Q6: representing a linear system (basic syntax, and a lin alg question)
Which of the following MATLAB commands would you type in to define the augmented matrix A
associated with the following linear system?
x + 2y + 2z = 1
2x + y + 2z = 1
2x + 2y + z = 1
Pre-test results (mult choice) of those who took "seriously" 2009W:
A=[1 2 2 1; 2 1 2 1; 2 2 1 1]:
34%
A=[1; 2; 2; 1; 2; 1; 2; 1; 2; 2; 1]: 21%
A=[1 2 2; 2 1 2; 2 2 1; 1 1 1]:
21%
A=[1:2:2; 2:1:2; 2:2:1]:
16%
A=[1 2 2 1: 2 1 2 1: 2 2 1 1]:
8%
Post-test results 2009W:
A=[1 2 2 1; 2 1 2 1; 2 2 1 1]: 84%
A=[1 2 2 1: 2 1 2 1: 2 2 1 1]: 13%
A=[1 2 2; 2 1 2; 2 2 1; 1 1 1]: 2%
others are small
The only confusion here is the syntax error of using colons instead of semi-colons, but this could also
be a reading error (notice how the colons are the strongest distractor in the post-test, weakest in the
pre-test).
Q7: dividing a row at a time using a loop
Suppose the variable A is defined as a 3x3 matrix with nonzero entries. In what way is the matrix A
changed by the following lines of Matlab code?
for i = 1:3
A(i,:)=A(i,:)/A(i,1)
end
Pre-test results (mult choice) of those who took "seriously" 2009W:
Each row of A div by the first entry in that row.: 32%
Each entry of A div by the entry in the first row and first column.: 19%
first column of A div by the entry in the first row and first column.: 19%
The first column of A div by the last entry of the first row.: 17%
Each column of A div by the first entry in that column.: 13%
Post-test results 2009W:
Each row of A div by the first entry in that row.: 82%
Each entry of A div by the entry in the first row and first column.: 6%
first column of A div by the entry in the first row and first column.: 1%
The first column of A div by the last entry of the first row.: 3%
Each column of A div by the first entry in that column.: 9%
Appendix C: In-class discovery activity related to continuously compounded interest and
properties/derivation of the number e.
1. Scenario:
Students are given the formula for compound interest (should have been covered in high school, but
provided here as a reminder), A = P(1 + r/n)^(nt).
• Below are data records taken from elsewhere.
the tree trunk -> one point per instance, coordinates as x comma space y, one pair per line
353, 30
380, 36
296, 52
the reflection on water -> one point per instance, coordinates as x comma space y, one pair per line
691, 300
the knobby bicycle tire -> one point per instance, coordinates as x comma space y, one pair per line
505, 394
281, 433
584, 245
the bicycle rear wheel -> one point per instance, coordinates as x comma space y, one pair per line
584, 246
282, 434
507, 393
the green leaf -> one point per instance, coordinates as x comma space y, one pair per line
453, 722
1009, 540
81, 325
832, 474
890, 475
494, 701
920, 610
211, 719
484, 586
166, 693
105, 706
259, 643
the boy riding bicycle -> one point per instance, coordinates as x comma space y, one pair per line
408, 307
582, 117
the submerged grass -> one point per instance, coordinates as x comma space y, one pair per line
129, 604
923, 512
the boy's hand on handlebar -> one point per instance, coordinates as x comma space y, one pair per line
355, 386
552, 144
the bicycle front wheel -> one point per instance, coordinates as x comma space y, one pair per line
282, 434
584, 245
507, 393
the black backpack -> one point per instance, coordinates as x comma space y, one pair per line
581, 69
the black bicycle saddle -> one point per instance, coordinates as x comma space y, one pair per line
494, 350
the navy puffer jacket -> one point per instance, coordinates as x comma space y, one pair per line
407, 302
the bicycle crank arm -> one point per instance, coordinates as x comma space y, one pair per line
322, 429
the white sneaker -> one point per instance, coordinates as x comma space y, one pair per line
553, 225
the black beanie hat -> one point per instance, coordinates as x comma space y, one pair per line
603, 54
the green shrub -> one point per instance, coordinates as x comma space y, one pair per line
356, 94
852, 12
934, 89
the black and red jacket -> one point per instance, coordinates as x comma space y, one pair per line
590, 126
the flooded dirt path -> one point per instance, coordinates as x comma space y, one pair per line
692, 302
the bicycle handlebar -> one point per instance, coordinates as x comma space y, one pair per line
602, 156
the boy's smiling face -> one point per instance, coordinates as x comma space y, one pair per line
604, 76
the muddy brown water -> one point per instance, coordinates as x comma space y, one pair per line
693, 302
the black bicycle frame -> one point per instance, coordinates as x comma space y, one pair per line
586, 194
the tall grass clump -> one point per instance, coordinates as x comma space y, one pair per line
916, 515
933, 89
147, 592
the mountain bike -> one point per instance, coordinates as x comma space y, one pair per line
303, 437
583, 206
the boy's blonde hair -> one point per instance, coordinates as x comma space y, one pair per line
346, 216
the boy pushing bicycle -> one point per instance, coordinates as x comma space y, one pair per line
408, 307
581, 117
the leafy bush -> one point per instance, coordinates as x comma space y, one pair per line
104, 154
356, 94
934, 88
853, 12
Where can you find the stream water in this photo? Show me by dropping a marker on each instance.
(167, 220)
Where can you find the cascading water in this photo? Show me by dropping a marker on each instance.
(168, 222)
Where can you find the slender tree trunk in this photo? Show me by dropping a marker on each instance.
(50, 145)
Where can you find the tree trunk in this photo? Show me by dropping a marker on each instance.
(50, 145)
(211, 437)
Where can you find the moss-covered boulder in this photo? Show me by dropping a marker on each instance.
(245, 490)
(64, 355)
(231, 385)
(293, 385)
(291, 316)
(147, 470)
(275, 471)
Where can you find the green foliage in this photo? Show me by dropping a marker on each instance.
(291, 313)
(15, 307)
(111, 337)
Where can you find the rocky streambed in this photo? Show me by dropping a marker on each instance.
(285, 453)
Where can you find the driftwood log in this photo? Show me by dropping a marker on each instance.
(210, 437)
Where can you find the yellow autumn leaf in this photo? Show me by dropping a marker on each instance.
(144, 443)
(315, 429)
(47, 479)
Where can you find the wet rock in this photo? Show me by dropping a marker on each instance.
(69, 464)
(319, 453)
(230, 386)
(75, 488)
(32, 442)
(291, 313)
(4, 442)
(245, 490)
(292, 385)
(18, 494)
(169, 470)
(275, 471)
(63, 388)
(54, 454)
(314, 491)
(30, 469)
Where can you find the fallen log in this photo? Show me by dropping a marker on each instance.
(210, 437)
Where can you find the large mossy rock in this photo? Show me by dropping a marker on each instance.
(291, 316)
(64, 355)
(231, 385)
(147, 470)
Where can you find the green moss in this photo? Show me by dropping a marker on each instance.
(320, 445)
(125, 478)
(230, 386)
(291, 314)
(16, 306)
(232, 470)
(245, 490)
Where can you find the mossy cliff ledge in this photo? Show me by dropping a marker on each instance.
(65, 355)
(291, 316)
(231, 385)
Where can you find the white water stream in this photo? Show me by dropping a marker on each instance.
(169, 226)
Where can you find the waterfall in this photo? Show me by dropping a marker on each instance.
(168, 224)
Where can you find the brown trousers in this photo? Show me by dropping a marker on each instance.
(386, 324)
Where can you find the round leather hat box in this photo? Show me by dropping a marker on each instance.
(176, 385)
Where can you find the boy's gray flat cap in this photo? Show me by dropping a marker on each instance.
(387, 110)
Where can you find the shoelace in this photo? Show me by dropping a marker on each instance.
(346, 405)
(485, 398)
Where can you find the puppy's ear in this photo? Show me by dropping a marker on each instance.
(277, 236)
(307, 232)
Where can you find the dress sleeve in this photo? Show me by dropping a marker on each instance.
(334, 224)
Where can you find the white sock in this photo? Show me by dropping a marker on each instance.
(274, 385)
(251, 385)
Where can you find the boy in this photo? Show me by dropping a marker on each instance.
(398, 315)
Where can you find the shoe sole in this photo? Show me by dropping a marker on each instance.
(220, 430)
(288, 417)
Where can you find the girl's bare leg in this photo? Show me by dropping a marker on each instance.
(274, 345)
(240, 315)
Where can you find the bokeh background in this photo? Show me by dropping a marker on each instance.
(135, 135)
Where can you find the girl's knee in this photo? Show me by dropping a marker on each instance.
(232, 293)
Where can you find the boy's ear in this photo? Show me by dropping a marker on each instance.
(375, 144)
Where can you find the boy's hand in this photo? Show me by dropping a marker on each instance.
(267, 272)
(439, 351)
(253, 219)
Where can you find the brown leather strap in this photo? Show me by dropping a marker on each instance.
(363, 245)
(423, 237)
We tried this both as a worksheet (students asked to
work in pairs or threes and to hand in their work, given about 20 minutes) and as a clicker question
(answer alone, show the even distribution, discuss, answer again) in two sections of Math 104.
2. Question posed to the students:
You borrow $1000 from a loan shark for one year. You are offered a choice to determine how much
you will repay: you may either pay back $3000 at the end of the year or pay at a nominal annual rate
of 100% but compounded at a rate of the loan shark's choosing (i.e. the loan shark will choose the
value of n in the formula). Which would you prefer?